When, however, he delivered his verdict that the vehicle needed to be destroyed, it was time to retire once again to our bunker as the team attached two pounds of plastic explosives to detonate the device.

After a blast so loud that it set off a “mini-avalanche” of slate at the quarry, I approached the car, breathing in the strong smell of explosives’ residue in the air. One door had been thrown some 30 yards away and the vehicle was a twisted, burnt-out wreck that was clearly never going to see a second-hand car showroom ever again.

I knew from researching one of my books, George Cross Heroes, that in war-zones such as Afghanistan and Iraq, IEDD operators often have to tackle road-side bombs and the like without the luxury of “wheelbarrows”. The heat and the lack of mobility – as soldiers they sometimes need to able to shoot back if they come under enemy fire – means they often also decline the chance to wear protective suits.

The last two writes-ups in George Cross Heroes are about the decorations awarded in 2010 to Warrant Officer Kim Hughes and Staff Sergeant Olaf “Oz” Schmid for bravery in Afghanistan.

The former was awarded his GC for one of the most courageous acts of bomb disposal in the history of the Royal Logistic Corps. The latter was no less brave but Staff Sergeant Schmid paid the ultimate price for his gallantry when, on October 31 2009, the device he was dealing with detonated and claimed his life, aged 30.

This week was not the first time that I have had the good fortune to spend time with bomb disposal experts. In the spring of 2010, I went to Merville Barracks in Essex for a day’s training with a squadron from 11 EOD Regiment.

In June 2011, I had to give one of the most difficult speeches of my life: as a besuited businessman who had never seen action I had to talk on bravery to a group of some of the most courageous and highly-decorated men on earth. Fortunately, my audience – the Ammunition Technical Officers’ Dining Club – were too polite to denounce me as a fraud!

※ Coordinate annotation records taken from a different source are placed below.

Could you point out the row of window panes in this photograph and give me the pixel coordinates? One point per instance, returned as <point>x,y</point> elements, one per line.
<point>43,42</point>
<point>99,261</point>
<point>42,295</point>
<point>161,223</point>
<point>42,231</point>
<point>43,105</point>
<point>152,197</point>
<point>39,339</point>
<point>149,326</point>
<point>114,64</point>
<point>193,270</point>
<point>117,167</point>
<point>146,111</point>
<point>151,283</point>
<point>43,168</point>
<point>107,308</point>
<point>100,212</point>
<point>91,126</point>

My training day earlier this week had been both enjoyable and informative – but most of all it made me even more appreciative of the job done by our IEDD operators, and their sense of professionalism and team-work.

I would like to thank Felix Fund, a charity set up to support bomb disposal experts and their families, for a fascinating day. I, in fact, hosted the launch of the charity at the House of Lords in September last year and make no mistake: this is a thoroughly deserving cause that helps a group of truly extraordinary individuals.